Should schools reopen? Pediatricians, politicians say yes — but teachers disagree

Everyone wants children to go back to school this fall, according to President Donald Trump.

“We want to reopen the schools,” he said Tuesday during a round-table discussion on education. “Everybody wants it. The moms want it, the dads want it, the kids want it. It’s time to do it.”

But teachers who actually bear the burden of reopening — the risk of bringing infection home, the chaos of restructured lesson plans to account for hybrid learning and the pricey bill that accompanies implementing social distancing measures — are less enthusiastic about the prospect of a hasty return.

“Regardless of the date, no school must reopen until the pandemic has clearly begun to subside and strict safety standards are in place for that campus,” the Texas State Teachers Association said in a statement Tuesday.

Texas is in the midst of a dramatic spike in coronavirus cases after officials rolled back the restrictions that shuttered bars, restaurants and small businesses early on in the pandemic.

Still, Gov. Greg Abbott has said “it will be safe” to reopen K-12 schools this fall, the Texas Tribune reported.

National pushback

The concerns of teachers in Texas echo a nationwide call for clarity in the wake of comments made by Trump, Secretary of Education Betsy Devos — who has threatened to withhold federal funding from schools that refuse to reopen, Newsweek reported — and the American Academy of Pediatrics, which came out in support of schools reopening last month.

“Students who are in school learn more than reading, writing, and arithmetic. They also learn social and emotional skills, get healthy meals and exercise, and mental health support,” Dr. Sally Goza, president of the AAP, said during Trump’s press conference Tuesday. “Schools help identify and address learning deficits, physical abuse, substance use, depression, and suicidal (ideas). These are all critical reasons to get children back to school.”

“Of course, returning to school must be done safely,” Goza said.

At least six parent and teachers associations have openly criticized the president’s call to reopen, CNN reported.

“Public school educators, students and parents must have a voice in critical conversations and decisions on reopening schools,” the groups said in a statement. “The president should not be brazenly making these decisions.”

The National Education Association similarly accused Trump and DeVos of ignoring educators’ concerns.

“If Donald Trump and Betsy DeVos have proven anything over the past four years, it’s that they do not care about students,” sixth grade teacher Lily Eskelsen García, who is president of the association, said in a statement Tuesday. “They have zero credibility for how to best support students, and how to re-open classrooms safely.”

Even before the discussion about schools reopening was thrust into the national spotlight, one-in-five educators said they were unlikely to return, McClatchy News reported, citing a survey conducted in May by USA Today and the market research firm Ipsos.

EdWeek’s Research Center released the results of a similar survey around the same time that found 65% of educators wanted schools to stay closed.

Protests, uncertainty

For many states where coronavirus case numbers and hospitalizations continue to move in the wrong direction, that sentiment hasn’t changed.

Officials in Florida have struggled to contain the spread of COVID-19. But education commissioner Richard Corcoran directed all school districts “to offer parents the option of sending their children to full-time school, five days a week” in an emergency order Monday, USA Today reported.

The move sparked an outcry among teachers’ unions across the state.
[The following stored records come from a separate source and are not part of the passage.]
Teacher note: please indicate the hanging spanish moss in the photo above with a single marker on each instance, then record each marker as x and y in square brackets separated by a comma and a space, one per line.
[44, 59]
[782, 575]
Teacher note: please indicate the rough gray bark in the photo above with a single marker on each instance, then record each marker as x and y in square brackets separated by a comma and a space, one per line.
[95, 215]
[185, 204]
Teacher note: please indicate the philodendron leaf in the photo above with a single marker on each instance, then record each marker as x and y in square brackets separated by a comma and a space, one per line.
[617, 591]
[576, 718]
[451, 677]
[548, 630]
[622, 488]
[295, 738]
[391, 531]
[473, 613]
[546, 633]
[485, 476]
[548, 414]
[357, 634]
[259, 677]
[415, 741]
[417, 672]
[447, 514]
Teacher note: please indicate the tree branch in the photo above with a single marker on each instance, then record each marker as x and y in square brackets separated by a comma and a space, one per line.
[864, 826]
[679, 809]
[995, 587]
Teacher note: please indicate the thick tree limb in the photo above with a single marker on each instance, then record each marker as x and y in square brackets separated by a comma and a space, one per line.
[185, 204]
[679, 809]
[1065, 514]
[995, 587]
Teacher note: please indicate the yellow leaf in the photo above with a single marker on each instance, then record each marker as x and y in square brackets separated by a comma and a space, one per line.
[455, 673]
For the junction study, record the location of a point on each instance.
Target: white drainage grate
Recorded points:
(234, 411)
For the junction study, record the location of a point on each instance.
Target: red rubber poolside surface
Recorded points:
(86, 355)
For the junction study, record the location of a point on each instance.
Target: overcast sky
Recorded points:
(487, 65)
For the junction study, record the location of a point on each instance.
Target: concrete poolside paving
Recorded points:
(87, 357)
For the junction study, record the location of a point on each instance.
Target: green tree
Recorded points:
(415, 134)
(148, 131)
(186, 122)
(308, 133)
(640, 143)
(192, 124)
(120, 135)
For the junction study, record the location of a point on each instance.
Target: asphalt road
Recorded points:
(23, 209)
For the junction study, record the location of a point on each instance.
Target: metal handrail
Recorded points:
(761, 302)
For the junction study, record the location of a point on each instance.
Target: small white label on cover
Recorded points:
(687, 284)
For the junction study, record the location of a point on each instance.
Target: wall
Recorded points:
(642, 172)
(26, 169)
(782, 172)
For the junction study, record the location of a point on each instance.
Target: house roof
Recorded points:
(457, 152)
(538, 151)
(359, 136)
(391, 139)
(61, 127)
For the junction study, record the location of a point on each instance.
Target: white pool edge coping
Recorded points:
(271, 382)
Karen Resciniti, president of the Martin County Education Association, told USA Today that reopening now “could be catastrophic,” and Alberto Carvalho, the superintendent of Miami-Dade County Public Schools, told CNN he wouldn’t reopen if conditions in Florida remain as they are.

“Our reopening plan contemplates a phase two reality,” he said. “We are still in phase one, a phase one that has degraded over the past few weeks.”

Fedrick Ingram, president of the Florida Education Association, said school districts in Florida haven’t been given enough guidance, CNN reported.

“We’ve been given no regulations that make sense to reopen our schools, and in the middle of a pandemic, we’re being told we have to reopen schools come hell or high water,” Ingram told the media outlet.

Teachers in Orange County, where the district weighed several back-to-school options Tuesday, drove around outside district headquarters in protest with signs that read, “Keep schools closed. Keep teachers safe” and “How many students must die?” The Orlando Sentinel reported.

A similar thing happened on Wednesday in Detroit, where schools are slated to reopen next week.

“It is risking the health and lives of the students, their parents, everyone in these school communities,” teacher Benjamin Royal told Fox 2 during a protest outside an elementary school. “Putting these students in classrooms with teachers is just a recipe for a renewed outbreak in Detroit and we want to stop that before it happens.”

Reopening is a lose-lose situation, Dan Domenech, who runs the American Association of School Administrators, told Politico.

”You have parents that are demanding the schools to open. And then you have parents that are saying, we’re not going to send our kids to school,” he told the media outlet. “You have teachers that are saying we’re not going to go back to work. Districts that are saying, with these budget cuts, we’re going to have to lay off teachers.”

“It’s just, this is unbelievable,” he said.